El carácter magistral de estos cuentos de Julio Cortázar, como bien se deduce de la experiencia que como “lectores embriagados” podemos tener de frente a sus siempre sorprendentes relatos de manufactura fantástica, está en el grado de persuasión o sugestión que los más de ellos producen en el lector, dominio tras el cual se llegan a esconder incluso las posibles intenciones deliberadas del escritor. Las rupturas o “metalepsis” parecen darse más allá del escritor, incluso como si él mismo ─¡he ahí la maestría del cuentista!─no las percibiera. En este preciso caso, no llegamos a dudar de los acontecimientos mismos, sino más bien de que nuestra manera de acercarnos a ellos o de comprenderlos sea o no exacta, de nuestra propia capacidad de percepción y de atención.

Situándose en muchos de estos cuentos como personaje, o si acaso como quien recibió noticia sobre lo acontecido (cartas, diarios, crónicas, etcétera), el escritor empieza por hacernos partícipes de su propia experiencia. Nada parece ser resultado de su imaginación, de sus quiméricas fantasías; sólo comparte aquello que a él mismo impresiona, ante lo cual ha sido por lo menos actor indirecto. En este sentido, también se constatan las posibles posturas o voces que suele adoptar el narrador, los distintos niveles discursivos en los cuales se sitúa: primera, segunda o tercera personas, según sea el caso. Cortázar muestra ser así un maestro en el empleo de figuras de la retórica literaria como la diégesis y la metadiégesis, conforme sus niveles de construcción narrativa suelen en este género igualmente casar      ─ajustar, embonar─ con cuanto el humano lector desea y/o teme, ambiciona y/o aborrece.

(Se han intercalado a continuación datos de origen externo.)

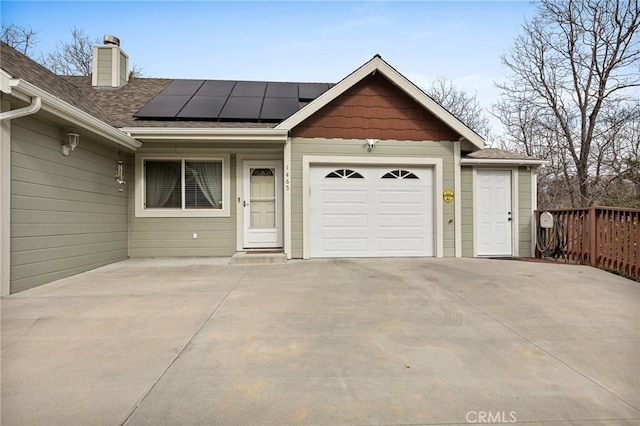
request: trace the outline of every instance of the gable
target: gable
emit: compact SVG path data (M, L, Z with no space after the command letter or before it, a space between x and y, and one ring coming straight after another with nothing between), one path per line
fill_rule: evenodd
M460 138L380 73L354 84L295 126L291 136L413 141Z

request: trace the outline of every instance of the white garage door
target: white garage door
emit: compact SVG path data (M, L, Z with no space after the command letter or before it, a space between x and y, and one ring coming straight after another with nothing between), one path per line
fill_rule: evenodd
M428 167L314 166L311 257L433 256Z

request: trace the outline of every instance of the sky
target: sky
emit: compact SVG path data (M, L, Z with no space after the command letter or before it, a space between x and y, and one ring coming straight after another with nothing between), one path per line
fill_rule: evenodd
M145 77L337 82L375 54L418 86L438 77L497 101L500 56L526 1L4 1L4 24L38 32L32 56L71 30L117 36Z

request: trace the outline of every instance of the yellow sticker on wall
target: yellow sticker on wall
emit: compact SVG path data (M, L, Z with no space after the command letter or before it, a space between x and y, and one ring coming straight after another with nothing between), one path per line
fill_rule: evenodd
M451 204L451 202L453 201L453 190L452 189L445 189L444 191L442 191L442 198L444 199L444 202L447 204Z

Otro tanto sucede con los diferentes códigos de análisis (proaierético, referencial, de connotaciones, simbólico o hermenéutico), de los cuales sólo uno de ellos, el simbólico, me parece un tanto arriesgado o peligroso, en virtud de las propiedades del propio relato fantástico. Este último, y aunque nos permitamos valoraciones más o menos “lógicas”, lo cierto es que estas “pretensiones prácticas” sólo alteran y lesionan esa experiencia fantástica que Todorov reconoce como apasionante e inequívoca. Entonces comprendemos que aquello que llamamos “verosímil” sólo responde aquí a ciertas convenciones culturales del género, por demás siempre elásticas, y el someterlas a una revisión racional de símbolos ─participación absoluta de la razón─ tampoco nos distancia de esa unidad del relato fantástico como un todo único e indivisible. Releer al Julio Cortázar fantástico será siempre apasionante y revelador.